Suspensa a CPI da Pandemia, após desembargador Mauro Bessa (foto) aceitar argumentos da deputada Alessandra Campelo sobre vícios na constituição
A falta da reunião de líderes partidários, para indicação dos membros e do presidente, levou à suspensão da chamada CPI da Pandemia. O ato do presidente da Assembleia Legislativa, Josué Neto, foi suspenso por liminar requerida pela deputada Alessandra Campelo (PMDB). Ela alega que Josué tomou decisões que caberiam ao colegiado de líderes, conforme o Regimento Interno do Legislativo.
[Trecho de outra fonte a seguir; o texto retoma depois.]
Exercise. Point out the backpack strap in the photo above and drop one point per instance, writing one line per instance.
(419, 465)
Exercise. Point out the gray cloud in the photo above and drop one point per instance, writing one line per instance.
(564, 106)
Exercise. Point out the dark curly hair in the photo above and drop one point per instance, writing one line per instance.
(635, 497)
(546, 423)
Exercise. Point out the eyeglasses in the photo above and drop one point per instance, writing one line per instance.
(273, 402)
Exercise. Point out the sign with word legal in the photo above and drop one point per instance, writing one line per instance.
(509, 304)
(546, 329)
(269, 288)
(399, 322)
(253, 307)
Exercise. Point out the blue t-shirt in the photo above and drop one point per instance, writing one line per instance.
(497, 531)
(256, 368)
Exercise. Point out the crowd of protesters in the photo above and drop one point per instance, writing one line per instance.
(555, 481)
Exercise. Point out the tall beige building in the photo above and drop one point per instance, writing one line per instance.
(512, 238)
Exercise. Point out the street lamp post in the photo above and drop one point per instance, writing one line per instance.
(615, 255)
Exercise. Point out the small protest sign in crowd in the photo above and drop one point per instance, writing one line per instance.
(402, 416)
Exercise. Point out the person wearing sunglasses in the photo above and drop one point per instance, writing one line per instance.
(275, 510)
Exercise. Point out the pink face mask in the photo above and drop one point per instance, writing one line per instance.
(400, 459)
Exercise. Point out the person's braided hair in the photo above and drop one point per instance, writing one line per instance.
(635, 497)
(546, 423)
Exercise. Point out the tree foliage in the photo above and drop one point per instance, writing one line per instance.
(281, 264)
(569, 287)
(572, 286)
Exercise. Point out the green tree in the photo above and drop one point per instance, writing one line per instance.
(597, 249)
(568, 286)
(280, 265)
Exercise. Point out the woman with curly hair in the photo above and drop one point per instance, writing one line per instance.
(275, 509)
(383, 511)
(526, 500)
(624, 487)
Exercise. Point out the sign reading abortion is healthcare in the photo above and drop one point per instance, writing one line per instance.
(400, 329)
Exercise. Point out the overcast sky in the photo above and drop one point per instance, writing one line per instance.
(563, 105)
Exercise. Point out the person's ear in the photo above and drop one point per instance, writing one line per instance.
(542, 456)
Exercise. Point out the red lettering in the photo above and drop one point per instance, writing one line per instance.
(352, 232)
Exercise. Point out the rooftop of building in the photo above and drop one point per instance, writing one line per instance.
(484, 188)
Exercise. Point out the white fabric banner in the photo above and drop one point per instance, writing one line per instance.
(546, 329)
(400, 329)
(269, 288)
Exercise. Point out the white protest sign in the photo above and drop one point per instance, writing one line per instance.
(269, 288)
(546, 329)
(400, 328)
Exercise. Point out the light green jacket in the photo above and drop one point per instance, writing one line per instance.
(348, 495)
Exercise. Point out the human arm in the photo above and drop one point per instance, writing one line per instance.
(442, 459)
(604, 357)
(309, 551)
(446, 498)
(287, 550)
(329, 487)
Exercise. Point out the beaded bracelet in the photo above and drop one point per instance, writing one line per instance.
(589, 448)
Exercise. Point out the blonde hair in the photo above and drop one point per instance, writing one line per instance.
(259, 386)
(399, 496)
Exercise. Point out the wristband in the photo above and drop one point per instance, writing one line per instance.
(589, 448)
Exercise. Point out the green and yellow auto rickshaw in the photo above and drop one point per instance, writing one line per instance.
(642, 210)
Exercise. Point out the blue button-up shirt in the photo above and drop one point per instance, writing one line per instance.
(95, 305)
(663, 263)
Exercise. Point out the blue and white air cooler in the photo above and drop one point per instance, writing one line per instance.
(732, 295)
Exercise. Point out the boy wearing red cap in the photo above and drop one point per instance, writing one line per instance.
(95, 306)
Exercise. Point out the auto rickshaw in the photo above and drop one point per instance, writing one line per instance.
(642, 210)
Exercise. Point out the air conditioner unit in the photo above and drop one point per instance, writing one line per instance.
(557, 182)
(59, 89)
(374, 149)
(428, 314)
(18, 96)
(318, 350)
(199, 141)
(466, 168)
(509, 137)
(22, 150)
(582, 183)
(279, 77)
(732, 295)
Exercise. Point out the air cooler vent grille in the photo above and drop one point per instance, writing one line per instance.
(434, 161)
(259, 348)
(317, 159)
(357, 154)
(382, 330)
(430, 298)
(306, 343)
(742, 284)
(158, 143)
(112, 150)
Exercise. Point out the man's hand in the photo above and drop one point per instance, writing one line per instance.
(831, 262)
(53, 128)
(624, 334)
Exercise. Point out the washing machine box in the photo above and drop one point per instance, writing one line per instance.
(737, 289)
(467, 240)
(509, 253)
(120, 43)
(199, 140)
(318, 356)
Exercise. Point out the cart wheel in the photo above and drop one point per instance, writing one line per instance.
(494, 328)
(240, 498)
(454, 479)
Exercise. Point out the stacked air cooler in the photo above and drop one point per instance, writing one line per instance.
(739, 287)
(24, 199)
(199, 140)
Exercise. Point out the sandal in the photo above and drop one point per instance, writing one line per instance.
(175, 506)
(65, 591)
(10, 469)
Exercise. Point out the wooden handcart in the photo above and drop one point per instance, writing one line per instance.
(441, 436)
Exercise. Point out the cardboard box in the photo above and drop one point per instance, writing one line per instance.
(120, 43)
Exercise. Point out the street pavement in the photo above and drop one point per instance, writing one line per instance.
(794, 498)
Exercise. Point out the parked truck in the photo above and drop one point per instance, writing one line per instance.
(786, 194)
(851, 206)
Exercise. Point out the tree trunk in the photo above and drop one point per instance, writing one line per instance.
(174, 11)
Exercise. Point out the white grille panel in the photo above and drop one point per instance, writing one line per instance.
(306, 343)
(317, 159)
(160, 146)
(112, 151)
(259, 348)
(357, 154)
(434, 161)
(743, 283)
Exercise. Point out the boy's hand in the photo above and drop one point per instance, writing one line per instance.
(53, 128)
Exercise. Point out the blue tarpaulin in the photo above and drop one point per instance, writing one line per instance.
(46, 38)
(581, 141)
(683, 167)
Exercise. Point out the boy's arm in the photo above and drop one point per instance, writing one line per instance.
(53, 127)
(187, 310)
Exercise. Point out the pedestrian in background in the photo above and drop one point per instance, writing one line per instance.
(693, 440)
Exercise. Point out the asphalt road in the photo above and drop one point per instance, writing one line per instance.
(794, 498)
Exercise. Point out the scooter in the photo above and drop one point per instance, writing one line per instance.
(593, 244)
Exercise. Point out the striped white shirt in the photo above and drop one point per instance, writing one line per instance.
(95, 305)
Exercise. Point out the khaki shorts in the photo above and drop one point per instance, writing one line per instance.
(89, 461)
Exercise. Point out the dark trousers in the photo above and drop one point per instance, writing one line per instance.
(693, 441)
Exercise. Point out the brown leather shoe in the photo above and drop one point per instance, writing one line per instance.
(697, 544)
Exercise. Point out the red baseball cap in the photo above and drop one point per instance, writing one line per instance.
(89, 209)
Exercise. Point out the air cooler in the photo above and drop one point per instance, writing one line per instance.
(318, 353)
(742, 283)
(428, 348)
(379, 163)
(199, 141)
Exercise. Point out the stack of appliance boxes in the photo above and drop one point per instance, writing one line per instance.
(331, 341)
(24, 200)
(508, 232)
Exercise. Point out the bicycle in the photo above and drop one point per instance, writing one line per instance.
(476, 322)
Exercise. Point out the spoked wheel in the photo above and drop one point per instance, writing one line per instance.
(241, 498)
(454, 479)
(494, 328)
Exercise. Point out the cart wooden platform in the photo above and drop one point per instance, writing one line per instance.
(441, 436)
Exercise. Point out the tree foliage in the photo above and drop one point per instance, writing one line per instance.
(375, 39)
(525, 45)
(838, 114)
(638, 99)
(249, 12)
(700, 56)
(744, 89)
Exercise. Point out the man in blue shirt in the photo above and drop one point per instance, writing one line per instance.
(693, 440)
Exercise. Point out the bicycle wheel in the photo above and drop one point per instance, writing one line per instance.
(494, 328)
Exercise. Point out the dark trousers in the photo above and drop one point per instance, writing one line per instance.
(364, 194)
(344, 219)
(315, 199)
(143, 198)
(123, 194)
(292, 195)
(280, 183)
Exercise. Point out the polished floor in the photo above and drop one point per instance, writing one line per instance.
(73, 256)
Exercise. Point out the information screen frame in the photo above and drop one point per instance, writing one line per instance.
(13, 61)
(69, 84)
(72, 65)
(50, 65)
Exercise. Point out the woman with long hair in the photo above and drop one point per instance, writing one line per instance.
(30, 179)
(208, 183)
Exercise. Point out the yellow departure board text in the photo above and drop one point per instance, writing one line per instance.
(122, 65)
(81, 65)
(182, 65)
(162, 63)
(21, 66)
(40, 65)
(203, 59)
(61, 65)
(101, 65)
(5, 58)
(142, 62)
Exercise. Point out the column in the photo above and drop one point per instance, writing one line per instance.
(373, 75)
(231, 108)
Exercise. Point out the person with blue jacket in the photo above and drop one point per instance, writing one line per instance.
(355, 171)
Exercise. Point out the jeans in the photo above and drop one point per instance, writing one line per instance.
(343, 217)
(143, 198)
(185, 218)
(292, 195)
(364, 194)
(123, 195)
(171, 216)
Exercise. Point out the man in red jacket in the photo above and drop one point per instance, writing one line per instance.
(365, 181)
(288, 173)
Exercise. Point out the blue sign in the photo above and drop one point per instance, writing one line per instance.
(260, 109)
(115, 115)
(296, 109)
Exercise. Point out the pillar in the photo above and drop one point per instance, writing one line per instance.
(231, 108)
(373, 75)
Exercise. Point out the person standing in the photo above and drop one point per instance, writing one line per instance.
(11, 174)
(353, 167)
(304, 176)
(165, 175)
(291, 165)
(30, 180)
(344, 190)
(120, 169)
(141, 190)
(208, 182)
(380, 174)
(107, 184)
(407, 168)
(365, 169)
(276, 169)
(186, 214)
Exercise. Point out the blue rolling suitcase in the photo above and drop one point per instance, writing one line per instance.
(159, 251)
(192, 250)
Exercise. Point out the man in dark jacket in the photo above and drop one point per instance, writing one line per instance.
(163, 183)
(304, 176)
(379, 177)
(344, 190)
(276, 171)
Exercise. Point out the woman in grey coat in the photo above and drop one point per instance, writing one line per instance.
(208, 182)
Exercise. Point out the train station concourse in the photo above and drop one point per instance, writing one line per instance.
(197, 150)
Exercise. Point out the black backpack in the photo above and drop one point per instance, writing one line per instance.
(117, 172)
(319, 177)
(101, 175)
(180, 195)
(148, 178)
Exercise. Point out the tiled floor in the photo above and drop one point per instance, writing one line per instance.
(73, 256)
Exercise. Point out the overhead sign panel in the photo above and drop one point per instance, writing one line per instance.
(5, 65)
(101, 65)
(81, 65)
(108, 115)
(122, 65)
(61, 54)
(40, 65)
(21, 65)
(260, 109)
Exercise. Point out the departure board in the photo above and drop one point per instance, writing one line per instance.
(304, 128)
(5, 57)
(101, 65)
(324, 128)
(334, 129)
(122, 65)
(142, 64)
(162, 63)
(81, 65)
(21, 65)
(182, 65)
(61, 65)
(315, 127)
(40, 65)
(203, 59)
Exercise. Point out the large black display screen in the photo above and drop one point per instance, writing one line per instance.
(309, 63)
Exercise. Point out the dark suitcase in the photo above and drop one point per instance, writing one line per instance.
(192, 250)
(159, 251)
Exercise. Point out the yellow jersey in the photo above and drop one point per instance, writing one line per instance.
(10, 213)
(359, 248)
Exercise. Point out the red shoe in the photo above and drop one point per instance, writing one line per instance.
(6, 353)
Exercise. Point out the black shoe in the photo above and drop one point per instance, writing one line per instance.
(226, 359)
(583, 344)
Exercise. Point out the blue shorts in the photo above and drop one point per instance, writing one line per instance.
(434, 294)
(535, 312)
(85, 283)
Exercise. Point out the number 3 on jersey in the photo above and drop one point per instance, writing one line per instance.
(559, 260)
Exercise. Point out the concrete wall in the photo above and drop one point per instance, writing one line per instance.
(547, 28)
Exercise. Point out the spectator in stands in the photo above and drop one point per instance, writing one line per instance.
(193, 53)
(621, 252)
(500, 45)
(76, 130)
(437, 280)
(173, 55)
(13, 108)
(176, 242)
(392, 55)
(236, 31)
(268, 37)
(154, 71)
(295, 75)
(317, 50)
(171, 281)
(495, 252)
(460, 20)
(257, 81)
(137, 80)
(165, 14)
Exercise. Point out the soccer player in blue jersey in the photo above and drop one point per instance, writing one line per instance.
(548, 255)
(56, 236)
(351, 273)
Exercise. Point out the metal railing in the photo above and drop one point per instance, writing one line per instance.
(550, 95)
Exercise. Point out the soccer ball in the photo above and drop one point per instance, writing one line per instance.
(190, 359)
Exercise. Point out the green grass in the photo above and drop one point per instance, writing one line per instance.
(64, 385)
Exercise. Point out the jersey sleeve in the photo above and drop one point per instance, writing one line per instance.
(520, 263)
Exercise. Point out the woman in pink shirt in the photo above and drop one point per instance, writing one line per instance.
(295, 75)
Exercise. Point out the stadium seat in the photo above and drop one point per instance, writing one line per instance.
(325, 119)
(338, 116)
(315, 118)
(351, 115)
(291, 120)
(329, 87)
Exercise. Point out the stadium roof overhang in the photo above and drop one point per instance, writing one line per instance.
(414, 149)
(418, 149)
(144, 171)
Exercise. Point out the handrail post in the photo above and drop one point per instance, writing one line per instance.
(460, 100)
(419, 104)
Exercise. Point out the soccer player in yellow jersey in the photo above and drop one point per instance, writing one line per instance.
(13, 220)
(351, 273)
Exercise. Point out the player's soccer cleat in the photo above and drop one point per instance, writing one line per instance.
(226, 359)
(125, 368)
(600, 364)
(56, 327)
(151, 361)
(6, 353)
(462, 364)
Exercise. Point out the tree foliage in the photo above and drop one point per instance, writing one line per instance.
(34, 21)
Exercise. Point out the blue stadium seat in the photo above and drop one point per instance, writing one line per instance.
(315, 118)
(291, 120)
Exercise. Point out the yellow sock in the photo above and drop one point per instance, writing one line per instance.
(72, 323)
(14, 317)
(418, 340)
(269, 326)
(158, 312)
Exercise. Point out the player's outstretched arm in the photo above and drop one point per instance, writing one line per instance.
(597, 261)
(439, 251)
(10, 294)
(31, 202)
A concessão de liminar, determinando a suspensão dos trabalhos, é do desembargador Mauro Bessa, relator da matéria. Bessa ressalva que a CPI pode ser retomada, “após o saneamento voluntário das irregularidades procedimentais ora apontadas”.
Alessandra, representada pelo advogado Marcos dos Santos Carmo Filho, baseou o pedido de suspensão na pressa com que a CPI foi instalada. O deputado Delegado Péricles fez o pedido no dia 30 de abril. No dia 11 de maio, o parlamentar aceitou incluir o ano de 2012, abrangendo assim a “Operação Maus Caminhos”.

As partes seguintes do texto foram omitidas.